Concerns had been raised about the theft of NHS and public property from NHS Trusts and, while this has not disappeared, by any means, the advent of convenient electronic information equipment, such as laptops, memory sticks and mobile communications, has escalated opportunities for data compromise. Electronic correspondence has made communications easier but it is evident from the losses that organisations are failing to develop defences to protect information. One application was the use by some medical fraternities of using Facebook to discuss patient treatment. This resulted in the 1990s in the recruitment of security managers by forward-thinking hospitals to advise on the protection of hospitals and their assets.

Protecting information
Accepting that NHS Connecting for Health is rolling out protective software, this is about 25 per cent part of the answer. The other 75 per cent revolves around practices that, at first sight, have little to do with computers – security awareness, physical security measures, investigation, accountability and common sense – but are critical. Defending electronic information solely with software is naïve.
    
A hospital manager managed to lose a laptop from his car by breaking a basic crime prevention principle of never leaving property in a view in a vehicle. Statistics suggest that it is at very high risk of theft. In offering the inevitable apology, a spokesman said that since the information had been encrypted and the laptop password could be accessed only by authorised staff, there was little chance that patient details could be compromised. The hospital seemed not to accept that personal information is part of the supermarket mentioned by Sir Duncan and that, given time, every security meaure can be breached. The Trust then went on the defensive by announcing that staff had been advised not to store such information on laptops.
    
So what principal lesson do we draw from this statement – Buy a pencil! This is backward step in an electronic age. A single lightweight laptop has replaced bundles of heavy files. They are vital components in the target-driven and evidence-gathering business culture of the 21st century NHS. It therefore follows that mature protective security measures should be adopted.

Understanding the problem
Careless handling of laptops has drawn stern warnings from the Information Commissioner’s Office, and rightly so, that compromise by public bodies is unacceptable.
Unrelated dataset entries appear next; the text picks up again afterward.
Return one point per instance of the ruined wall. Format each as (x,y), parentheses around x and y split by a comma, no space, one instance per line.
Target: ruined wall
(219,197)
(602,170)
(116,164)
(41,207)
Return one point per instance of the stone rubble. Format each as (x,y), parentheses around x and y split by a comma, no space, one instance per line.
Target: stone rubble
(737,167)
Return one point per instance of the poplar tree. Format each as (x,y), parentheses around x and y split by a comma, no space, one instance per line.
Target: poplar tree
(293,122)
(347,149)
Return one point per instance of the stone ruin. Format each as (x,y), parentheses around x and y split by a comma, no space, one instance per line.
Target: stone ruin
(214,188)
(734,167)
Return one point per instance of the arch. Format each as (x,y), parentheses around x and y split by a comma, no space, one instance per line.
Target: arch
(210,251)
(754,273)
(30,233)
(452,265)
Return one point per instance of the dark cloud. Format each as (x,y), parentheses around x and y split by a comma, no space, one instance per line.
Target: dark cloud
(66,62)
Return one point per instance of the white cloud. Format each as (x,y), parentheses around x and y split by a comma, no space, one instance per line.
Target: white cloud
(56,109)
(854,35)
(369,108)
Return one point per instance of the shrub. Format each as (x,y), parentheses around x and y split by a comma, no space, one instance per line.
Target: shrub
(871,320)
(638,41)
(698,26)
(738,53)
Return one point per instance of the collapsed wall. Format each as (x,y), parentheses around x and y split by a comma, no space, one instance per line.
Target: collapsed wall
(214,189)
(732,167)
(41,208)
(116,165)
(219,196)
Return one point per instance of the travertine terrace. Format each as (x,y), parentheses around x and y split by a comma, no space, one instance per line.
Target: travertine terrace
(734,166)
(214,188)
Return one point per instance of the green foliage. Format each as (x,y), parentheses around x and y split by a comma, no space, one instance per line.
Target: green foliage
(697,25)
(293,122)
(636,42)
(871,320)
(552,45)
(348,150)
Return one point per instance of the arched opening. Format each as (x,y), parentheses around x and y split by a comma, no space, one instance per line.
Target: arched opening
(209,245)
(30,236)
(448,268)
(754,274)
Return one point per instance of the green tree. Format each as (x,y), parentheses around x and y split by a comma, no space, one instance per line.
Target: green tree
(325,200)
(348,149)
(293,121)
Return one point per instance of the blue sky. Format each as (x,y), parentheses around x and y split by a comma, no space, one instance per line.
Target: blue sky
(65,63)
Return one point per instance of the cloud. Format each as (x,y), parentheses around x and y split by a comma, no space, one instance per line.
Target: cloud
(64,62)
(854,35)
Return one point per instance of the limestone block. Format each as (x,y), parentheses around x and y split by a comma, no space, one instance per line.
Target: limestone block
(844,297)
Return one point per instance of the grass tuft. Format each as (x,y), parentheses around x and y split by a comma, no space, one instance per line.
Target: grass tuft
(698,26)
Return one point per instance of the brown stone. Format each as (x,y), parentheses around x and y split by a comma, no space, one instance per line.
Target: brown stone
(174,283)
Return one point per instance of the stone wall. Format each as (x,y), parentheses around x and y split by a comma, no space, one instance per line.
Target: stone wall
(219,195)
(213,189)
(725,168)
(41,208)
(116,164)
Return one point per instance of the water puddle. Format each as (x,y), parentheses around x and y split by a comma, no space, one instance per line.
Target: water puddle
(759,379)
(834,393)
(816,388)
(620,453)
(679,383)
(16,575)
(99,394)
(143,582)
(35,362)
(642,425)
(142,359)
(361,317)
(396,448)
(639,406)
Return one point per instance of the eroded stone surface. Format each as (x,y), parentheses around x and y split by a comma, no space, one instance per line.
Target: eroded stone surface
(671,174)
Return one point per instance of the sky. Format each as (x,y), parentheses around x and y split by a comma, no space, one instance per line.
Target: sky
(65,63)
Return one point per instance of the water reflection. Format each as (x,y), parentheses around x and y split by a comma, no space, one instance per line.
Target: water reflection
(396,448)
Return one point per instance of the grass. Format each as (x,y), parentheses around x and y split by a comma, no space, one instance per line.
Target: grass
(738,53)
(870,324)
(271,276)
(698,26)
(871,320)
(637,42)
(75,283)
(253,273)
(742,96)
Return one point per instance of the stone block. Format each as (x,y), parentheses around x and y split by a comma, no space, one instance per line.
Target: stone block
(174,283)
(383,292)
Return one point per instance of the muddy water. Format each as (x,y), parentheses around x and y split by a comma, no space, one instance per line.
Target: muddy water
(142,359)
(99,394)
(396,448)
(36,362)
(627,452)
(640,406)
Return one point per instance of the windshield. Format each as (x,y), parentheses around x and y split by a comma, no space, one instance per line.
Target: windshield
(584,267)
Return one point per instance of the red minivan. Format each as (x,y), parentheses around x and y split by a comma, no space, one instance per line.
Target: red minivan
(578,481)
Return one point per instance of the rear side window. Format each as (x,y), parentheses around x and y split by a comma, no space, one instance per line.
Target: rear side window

But that it still happens suggests that those responsible for information security either are not taking the matter seriously or, more likely, do not understand how information security fits into the overall security strategy. The problem that the ease in which information is gained is replicated by the lax manner in which it is protected.
    
A fundamental problem is that finance departments are often entrusted with information security and governance. Essentially, the guardian of the most important asset that a hospital has, namely information, is divorced from the department employed to protect the organisation, namely the security department. The conclusion must be that until such time as all security issues, such as security awareness, are placed under a single umbrella of security managers qualified in all aspects of protective security, then avoidable breaches of information will continue. An alternative is to employ information security specialists working directly with the security manager to develop electronic security strategies, enhance security awareness, training and education and investigate breaches of information security.   

Conclusions
No organisation can claim to be 100 per cent infallible and the actions of deliberate or accidental rogues will always overide corporate codes.
    
The use of offshore contractors to manipulate information is fraught with the risk of security controls being breached. When formulating contracts, think the unthinkable, guard against the unexpected and challenge assumptions.
    
Responses to breaches of IT security need to be mature and focused on learning lessons.   
    
Cost effective protection of information can be achieved by a sensible, co-ordinated security organisational structure using security systems working from the centre outwards.